Overview¶

LINK-Researcher is a LangGraph-powered multi-agent workflow designed by Nanjing University and Alibaba Group for shipping complex research tasks end-to-end. Instead of a single-turn Q&A bot, it understands the task, produces a plan, collects evidence in parallel, writes sections in parallel, then post-processes, validates, and packages deliverables.

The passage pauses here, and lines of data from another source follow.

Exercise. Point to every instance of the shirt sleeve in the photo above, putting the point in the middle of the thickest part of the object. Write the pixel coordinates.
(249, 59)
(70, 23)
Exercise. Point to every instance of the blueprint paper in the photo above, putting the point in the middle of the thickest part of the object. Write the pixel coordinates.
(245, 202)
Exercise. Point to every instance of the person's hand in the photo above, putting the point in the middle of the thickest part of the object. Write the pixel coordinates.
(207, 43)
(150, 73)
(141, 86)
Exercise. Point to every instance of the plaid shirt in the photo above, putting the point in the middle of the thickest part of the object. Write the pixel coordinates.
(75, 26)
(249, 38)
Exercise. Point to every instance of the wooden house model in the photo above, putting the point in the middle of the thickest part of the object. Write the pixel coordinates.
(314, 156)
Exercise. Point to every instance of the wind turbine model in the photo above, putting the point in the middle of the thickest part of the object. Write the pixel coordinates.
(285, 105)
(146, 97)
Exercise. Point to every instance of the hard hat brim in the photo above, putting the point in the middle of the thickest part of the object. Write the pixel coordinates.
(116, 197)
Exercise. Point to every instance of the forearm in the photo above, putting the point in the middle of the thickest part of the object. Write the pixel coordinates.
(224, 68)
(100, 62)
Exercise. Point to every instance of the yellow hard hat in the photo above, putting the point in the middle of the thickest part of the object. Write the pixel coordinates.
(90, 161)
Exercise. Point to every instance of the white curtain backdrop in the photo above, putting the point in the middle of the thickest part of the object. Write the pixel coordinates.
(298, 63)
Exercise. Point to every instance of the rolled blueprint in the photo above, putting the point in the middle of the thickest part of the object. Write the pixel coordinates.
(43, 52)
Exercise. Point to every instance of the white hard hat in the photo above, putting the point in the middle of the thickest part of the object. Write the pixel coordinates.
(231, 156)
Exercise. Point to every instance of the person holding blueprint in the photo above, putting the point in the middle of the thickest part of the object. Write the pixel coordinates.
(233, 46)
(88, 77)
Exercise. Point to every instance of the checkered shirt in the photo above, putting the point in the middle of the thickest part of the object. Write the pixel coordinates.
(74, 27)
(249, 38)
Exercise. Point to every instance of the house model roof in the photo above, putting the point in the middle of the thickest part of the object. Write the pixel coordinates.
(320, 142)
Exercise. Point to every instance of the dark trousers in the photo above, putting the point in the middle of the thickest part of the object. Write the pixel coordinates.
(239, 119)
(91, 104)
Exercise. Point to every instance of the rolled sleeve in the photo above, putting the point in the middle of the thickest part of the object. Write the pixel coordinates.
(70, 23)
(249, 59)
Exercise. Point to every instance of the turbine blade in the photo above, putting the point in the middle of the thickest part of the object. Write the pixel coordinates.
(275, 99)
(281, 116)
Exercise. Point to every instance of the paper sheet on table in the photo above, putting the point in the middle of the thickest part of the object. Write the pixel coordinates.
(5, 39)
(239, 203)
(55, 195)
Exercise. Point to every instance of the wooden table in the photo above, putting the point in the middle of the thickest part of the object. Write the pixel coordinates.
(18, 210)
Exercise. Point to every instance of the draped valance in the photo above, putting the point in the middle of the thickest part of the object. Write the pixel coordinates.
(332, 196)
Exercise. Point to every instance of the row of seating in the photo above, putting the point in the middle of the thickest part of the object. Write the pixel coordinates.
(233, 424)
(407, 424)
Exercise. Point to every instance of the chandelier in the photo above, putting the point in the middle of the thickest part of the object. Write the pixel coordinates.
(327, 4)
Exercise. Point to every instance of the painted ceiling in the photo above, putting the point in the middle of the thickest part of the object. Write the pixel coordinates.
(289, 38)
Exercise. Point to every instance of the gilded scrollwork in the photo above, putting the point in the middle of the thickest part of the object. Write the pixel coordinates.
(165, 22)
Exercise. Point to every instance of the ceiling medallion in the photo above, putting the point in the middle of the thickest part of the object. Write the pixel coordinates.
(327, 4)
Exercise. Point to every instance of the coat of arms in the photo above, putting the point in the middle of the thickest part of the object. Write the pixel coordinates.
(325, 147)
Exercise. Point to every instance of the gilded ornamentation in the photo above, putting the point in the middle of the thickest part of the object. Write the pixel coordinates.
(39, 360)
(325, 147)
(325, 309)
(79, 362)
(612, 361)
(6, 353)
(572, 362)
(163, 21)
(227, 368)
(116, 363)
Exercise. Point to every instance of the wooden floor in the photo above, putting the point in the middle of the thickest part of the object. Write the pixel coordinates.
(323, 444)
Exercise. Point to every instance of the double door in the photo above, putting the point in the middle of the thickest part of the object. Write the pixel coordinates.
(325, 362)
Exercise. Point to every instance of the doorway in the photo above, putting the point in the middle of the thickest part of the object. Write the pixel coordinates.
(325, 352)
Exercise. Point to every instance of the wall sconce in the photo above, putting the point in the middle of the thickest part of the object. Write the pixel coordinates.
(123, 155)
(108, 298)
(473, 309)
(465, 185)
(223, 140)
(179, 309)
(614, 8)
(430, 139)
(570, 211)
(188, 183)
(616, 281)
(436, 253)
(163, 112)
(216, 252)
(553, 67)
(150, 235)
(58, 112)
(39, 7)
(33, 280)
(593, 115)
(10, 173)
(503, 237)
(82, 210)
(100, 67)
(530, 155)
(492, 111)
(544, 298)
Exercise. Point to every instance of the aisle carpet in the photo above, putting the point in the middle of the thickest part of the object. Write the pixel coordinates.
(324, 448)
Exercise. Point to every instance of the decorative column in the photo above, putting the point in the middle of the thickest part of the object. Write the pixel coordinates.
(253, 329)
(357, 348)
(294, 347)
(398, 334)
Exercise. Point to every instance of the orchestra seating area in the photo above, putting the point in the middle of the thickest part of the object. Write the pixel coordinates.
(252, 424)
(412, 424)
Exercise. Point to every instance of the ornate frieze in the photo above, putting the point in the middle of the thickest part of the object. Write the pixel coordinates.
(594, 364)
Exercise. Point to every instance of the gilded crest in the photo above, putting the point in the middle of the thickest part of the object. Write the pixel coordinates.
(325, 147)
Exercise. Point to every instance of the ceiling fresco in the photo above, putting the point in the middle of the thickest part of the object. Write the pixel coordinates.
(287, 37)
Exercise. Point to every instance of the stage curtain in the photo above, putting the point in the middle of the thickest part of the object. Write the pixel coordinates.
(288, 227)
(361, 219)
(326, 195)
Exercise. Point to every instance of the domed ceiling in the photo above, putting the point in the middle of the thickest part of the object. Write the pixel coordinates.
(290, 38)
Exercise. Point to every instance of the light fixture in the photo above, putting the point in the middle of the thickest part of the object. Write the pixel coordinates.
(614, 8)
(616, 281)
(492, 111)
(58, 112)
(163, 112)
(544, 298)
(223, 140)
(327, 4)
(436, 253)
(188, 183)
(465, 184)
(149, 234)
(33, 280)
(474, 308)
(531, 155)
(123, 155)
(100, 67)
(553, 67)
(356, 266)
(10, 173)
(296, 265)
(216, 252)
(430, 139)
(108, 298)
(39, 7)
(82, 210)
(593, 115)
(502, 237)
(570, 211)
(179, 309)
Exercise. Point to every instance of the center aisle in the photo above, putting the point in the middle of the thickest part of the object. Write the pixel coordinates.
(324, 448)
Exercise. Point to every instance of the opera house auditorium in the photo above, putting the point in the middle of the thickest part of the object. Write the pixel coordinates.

At an engineering level, it separates responsibilities across nodes so you can quickly diagnose where quality issues occur: planning, retrieval, generation, or validation.

PROJECT POSITIONING

Multi-Agent Research Workflow

The goal is not “to sound right”, but “to deliver reliably”: make long-chain research converge into shippable artifacts in an observable, configurable, and extensible workflow.

10+key workflow nodes

Parallelparallel collection + parallel section writing

2primary output graphs (HTML / MD)

4+runtime modes

What problem does LINK-Researcher solve?¶

Research delivery is hard because inputs are messy, evidence is scattered, the chain is long, and output requirements are strict. This project breaks “long-chain uncertainty” into controllable stages:

Decomposition: break large questions into executable steps to avoid one-shot instability
Parallelism: parallelize collection and writing to improve throughput
Convergence: each stage has clear responsibility; validation and packaging close the loop
Observability: memory + queue events expose intermediate states for debugging and iteration

From input to deliverable: the main workflow¶

The core execution chain is defined by build_graph() in src/graph/base_graph.py:

START
  -> role_play
  -> planner
  -> (perception | page_replan)
  -> data_collection (parallel)
  -> init_design_guide
  -> init_format
  -> format (parallel)
  -> post_process
  -> validation
  -> zip_data
  -> END

You can think of it as four stages:

Task orientation: role_play / planner clarifies goals, roles, and steps.
Evidence building: perception/page_replan + data_collection turn inputs and external info into usable evidence.
Content generation: init_format + format transform evidence into structured sections.
Delivery hardening: post_process, validation, zip_data improve consistency and produce shippable artifacts.

Why this architecture “runs reliably”¶

Graph as Contract

Nodes define stage boundaries, reducing drift in long generation chains.

Parallel as Default

Subtasks are dispatched via Send() to shorten wall-clock latency.

Tools as Capability Layer

Search, fetch, and file ops are injected explicitly as tools, not implicitly coupled.

Memory as Continuity

Plans and intermediate results accumulate across stages to support convergence.

Mode as Trade-off

FAST_MODE and related toggles formalize speed-vs-quality trade-offs.

Validation as Guardrail

Post-processing and validation add consistency checks before packaging.